Emergency Paid Sick Leave (“EPSL”)
Full-time employees are eligible for 80 hours of EPSL. Part-time employees will receive a pro-rated amount equal to the number of hours the employee works, on average, over a two-week period. Upon request, EPSL may be used in connection with specific circumstances related to COVID-19:
- The employee is subject to a federal, State, or local quarantine or isolation order related to COVID-19.
- The employee is advised by a health care provider to self-quarantine due to concerns related to COVID-19.
- The employee is experiencing symptoms of COVID-19 and seeking a medical diagnosis.
- The employee is caring for an individual who is subject to an order as described in (1) or has been advised as described in (2), above.
- The employee is caring for a son or daughter of such employee if the school or place of care of the son or daughter is closed, or the childcare provider of such son or daughter is unavailable, due to COVID-19 precautions.
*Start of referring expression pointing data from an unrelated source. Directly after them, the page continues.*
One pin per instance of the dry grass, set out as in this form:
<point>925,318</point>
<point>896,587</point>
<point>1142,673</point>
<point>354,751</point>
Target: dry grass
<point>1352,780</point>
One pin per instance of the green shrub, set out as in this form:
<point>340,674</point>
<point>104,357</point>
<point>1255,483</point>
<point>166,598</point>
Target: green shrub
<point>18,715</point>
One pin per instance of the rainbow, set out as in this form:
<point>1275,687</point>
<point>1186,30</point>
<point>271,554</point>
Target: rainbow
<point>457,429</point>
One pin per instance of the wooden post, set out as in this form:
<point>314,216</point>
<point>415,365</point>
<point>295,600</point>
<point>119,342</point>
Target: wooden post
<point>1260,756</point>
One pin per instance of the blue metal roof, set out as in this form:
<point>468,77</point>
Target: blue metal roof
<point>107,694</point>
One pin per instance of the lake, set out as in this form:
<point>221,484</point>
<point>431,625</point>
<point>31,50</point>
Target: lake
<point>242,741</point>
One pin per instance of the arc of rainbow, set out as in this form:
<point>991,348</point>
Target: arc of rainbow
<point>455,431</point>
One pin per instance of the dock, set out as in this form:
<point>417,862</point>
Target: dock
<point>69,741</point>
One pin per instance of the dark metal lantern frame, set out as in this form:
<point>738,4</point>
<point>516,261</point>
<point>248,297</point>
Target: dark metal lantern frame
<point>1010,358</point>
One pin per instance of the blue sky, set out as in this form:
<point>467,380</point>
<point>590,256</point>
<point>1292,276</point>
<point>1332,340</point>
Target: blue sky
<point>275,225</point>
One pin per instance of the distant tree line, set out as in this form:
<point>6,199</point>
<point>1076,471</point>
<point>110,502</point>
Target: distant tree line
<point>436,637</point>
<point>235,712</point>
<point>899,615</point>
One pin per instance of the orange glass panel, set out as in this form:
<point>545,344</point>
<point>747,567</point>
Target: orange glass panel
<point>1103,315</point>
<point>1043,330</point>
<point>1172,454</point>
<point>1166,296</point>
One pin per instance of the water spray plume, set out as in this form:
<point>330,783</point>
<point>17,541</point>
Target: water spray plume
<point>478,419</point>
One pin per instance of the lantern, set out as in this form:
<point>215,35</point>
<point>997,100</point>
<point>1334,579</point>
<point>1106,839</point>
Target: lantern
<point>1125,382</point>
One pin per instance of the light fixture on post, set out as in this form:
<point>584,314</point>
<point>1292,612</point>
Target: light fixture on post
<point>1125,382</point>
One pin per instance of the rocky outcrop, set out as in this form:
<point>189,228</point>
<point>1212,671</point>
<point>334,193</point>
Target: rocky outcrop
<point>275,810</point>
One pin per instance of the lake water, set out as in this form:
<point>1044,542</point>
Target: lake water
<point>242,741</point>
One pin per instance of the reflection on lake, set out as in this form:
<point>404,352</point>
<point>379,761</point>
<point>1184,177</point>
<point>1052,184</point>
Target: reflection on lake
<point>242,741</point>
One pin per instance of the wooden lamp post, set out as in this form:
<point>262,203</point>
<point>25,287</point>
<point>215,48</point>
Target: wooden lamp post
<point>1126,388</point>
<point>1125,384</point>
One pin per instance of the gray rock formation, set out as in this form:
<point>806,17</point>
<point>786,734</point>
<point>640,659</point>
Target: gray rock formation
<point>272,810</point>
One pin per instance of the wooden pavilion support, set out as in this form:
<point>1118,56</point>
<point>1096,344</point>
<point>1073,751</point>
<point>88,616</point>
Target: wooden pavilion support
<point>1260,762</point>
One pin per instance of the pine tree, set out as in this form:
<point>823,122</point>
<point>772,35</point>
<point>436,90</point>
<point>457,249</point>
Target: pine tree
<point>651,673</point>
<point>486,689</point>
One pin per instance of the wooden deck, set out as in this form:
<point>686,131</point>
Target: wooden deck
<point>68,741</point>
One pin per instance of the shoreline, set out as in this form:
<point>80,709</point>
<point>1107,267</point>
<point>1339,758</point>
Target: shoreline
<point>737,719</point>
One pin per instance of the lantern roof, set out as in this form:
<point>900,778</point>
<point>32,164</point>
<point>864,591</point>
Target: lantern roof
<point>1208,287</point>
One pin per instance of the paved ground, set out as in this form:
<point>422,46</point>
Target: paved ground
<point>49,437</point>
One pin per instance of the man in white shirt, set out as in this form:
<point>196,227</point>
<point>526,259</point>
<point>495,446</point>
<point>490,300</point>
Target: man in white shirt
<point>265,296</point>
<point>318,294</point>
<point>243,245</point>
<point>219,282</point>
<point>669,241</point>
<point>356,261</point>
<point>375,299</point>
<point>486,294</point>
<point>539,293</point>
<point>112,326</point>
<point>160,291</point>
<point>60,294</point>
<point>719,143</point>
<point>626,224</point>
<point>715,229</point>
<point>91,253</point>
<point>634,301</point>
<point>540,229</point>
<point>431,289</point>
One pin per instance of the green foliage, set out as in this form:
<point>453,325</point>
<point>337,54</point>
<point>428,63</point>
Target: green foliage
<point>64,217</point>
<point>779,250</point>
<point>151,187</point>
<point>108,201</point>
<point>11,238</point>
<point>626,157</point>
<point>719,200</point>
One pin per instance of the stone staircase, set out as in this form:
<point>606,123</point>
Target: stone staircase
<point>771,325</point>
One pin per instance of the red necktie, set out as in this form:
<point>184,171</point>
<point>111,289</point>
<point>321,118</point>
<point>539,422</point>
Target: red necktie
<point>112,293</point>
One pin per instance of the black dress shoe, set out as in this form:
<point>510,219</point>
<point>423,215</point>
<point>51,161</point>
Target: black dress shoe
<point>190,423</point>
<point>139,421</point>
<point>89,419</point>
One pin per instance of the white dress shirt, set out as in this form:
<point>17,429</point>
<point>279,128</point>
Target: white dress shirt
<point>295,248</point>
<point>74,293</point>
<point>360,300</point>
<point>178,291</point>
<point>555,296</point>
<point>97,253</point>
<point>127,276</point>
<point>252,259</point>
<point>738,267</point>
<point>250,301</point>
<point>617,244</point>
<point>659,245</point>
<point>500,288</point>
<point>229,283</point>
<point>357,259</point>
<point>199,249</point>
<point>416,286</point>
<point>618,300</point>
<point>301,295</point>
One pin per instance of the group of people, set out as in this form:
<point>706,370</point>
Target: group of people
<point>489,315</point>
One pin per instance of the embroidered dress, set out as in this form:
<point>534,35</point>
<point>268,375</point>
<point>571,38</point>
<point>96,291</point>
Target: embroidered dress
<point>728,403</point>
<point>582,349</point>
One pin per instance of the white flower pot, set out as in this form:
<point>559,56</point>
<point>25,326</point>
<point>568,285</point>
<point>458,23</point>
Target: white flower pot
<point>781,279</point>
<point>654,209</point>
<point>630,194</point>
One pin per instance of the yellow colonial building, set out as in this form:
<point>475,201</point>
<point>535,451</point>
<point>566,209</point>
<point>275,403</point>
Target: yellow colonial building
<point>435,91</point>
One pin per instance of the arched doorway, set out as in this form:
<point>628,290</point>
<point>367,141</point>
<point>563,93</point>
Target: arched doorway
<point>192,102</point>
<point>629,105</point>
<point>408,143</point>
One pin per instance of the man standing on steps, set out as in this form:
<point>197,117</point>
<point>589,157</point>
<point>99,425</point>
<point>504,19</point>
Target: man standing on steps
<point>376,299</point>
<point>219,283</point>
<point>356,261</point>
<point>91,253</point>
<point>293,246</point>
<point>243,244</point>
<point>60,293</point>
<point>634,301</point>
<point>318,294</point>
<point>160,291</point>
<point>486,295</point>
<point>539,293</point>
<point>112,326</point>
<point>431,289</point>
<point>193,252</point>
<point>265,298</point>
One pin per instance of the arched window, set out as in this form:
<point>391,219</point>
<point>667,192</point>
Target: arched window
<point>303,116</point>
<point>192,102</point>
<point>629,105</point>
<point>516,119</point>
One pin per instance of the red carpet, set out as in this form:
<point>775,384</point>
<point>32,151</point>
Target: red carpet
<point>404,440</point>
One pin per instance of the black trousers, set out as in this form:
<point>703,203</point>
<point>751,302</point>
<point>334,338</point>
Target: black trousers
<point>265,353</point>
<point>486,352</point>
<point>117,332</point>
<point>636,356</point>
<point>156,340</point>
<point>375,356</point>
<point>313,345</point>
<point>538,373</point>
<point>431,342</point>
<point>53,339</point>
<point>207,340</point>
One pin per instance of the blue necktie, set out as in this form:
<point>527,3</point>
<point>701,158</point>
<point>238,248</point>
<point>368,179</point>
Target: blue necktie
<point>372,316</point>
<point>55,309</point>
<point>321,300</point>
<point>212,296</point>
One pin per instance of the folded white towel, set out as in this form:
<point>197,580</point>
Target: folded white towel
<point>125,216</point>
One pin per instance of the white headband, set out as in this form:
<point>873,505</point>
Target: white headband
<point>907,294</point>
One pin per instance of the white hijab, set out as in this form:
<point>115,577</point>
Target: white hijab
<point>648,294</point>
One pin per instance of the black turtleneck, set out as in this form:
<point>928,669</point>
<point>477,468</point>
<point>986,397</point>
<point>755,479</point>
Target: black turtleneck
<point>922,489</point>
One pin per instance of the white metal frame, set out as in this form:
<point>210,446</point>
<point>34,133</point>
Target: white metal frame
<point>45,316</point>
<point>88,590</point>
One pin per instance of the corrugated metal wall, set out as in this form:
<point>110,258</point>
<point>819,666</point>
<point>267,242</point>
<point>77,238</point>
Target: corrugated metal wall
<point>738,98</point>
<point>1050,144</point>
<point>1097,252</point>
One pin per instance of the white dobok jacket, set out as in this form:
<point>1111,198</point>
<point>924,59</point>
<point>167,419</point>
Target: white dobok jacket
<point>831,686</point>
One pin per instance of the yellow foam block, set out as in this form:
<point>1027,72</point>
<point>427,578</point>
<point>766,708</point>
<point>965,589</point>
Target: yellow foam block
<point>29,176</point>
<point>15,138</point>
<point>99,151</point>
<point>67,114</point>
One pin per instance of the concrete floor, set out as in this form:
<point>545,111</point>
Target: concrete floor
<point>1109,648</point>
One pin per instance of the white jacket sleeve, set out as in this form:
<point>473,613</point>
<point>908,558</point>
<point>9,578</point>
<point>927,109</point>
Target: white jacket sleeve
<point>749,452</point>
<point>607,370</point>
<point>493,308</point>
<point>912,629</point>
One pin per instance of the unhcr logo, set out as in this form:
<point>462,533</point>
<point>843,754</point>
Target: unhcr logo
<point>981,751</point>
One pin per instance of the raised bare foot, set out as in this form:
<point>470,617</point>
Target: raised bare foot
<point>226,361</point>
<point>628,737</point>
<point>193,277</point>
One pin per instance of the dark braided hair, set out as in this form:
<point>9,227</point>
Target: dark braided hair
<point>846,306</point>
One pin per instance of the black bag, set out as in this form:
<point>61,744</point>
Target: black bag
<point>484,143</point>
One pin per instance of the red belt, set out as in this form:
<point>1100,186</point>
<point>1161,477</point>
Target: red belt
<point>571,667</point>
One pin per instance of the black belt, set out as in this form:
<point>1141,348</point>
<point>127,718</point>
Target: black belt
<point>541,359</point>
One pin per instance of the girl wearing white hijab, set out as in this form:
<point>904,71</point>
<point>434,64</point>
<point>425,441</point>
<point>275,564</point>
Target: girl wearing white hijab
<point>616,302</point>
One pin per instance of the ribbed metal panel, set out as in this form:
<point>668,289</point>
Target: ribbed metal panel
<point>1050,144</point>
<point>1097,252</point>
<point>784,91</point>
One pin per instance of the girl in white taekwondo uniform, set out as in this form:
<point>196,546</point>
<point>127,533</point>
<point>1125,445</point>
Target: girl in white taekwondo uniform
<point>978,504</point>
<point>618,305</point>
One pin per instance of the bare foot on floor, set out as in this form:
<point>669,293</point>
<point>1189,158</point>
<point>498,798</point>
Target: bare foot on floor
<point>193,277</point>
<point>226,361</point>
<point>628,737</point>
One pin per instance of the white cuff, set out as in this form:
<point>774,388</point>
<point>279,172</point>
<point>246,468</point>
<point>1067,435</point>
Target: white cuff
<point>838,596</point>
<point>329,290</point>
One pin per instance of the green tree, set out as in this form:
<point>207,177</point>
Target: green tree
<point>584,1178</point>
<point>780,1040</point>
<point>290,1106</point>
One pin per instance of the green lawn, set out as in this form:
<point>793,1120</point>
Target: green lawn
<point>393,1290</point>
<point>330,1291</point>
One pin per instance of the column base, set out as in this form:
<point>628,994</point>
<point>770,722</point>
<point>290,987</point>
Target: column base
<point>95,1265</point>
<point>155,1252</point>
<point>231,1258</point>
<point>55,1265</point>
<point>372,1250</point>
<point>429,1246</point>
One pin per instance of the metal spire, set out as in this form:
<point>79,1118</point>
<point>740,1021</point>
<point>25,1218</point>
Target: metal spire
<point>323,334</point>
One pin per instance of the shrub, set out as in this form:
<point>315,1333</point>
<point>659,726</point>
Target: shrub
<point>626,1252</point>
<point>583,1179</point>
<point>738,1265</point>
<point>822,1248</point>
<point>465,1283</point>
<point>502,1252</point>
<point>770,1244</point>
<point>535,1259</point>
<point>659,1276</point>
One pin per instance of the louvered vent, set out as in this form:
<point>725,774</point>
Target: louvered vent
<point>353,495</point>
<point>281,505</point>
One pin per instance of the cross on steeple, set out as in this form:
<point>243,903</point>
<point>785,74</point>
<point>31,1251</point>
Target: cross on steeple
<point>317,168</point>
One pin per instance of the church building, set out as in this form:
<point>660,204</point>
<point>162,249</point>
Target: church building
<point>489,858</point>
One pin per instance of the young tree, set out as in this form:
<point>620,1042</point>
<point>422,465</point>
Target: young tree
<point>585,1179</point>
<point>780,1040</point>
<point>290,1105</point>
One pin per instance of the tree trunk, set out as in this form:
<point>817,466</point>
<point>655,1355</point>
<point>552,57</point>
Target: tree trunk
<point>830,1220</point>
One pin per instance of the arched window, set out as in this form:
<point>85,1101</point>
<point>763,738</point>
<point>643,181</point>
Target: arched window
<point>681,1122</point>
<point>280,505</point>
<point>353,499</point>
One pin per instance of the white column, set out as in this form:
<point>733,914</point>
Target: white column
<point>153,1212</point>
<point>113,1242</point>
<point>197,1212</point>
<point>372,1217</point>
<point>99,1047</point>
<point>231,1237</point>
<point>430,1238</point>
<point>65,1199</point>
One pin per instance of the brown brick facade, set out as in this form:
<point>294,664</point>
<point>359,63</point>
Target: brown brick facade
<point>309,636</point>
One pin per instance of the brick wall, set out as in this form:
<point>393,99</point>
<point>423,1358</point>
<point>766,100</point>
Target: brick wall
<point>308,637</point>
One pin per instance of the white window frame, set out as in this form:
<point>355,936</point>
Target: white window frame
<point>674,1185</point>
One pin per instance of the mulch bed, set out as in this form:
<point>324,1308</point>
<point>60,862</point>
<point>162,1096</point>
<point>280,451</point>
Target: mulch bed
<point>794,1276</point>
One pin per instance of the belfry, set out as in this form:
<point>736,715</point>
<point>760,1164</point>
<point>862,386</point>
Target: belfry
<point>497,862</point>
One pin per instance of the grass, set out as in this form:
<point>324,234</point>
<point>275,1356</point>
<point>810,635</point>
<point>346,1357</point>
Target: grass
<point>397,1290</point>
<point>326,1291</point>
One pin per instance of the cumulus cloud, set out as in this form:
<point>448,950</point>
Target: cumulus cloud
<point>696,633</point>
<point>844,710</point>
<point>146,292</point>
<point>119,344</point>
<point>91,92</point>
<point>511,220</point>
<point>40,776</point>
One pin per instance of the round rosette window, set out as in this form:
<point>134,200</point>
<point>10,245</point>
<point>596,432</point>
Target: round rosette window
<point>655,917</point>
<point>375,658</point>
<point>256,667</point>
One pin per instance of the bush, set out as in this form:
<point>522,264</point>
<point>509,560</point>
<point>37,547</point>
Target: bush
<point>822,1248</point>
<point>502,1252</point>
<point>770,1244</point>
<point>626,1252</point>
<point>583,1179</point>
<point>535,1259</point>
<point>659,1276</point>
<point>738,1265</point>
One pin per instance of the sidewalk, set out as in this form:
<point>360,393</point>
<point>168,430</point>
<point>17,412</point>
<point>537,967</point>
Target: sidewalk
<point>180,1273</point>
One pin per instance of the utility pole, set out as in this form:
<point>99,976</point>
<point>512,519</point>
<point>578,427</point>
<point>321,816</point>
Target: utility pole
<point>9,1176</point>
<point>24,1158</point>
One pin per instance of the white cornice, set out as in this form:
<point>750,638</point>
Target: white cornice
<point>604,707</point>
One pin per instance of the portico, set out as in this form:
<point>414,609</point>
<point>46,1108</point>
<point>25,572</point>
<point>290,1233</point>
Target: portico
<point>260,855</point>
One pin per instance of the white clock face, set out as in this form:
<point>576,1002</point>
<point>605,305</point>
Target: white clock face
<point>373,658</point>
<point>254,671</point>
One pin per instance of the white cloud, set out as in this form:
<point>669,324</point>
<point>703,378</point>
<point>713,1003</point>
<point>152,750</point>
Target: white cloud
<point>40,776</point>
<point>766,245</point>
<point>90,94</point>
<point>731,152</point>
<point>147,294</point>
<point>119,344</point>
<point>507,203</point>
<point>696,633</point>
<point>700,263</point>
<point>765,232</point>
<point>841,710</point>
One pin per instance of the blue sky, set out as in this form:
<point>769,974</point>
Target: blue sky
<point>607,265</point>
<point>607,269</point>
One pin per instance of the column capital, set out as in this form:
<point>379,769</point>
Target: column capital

- The employee is experiencing any other substantially similar condition specified by the Secretary of Health and Human Services in consultation with the Secretary of the Treasury and the Secretary of Labor.
Employees may use paid time off under this policy without exhausting other accrued paid time off. Pay under this policy will be paid at the employee’s regular rate of pay. Payment is capped at $511 per day and an aggregate of $5,110. Unused EPSL will not be paid out upon termination and will not roll over to the following year.
Nothing in this policy changes, alters, or modifies the at-will nature of your employment relationship with the Company. The Company reserves the right to change this policy at any time. Please see your supervisor or Human Resources if you have any questions.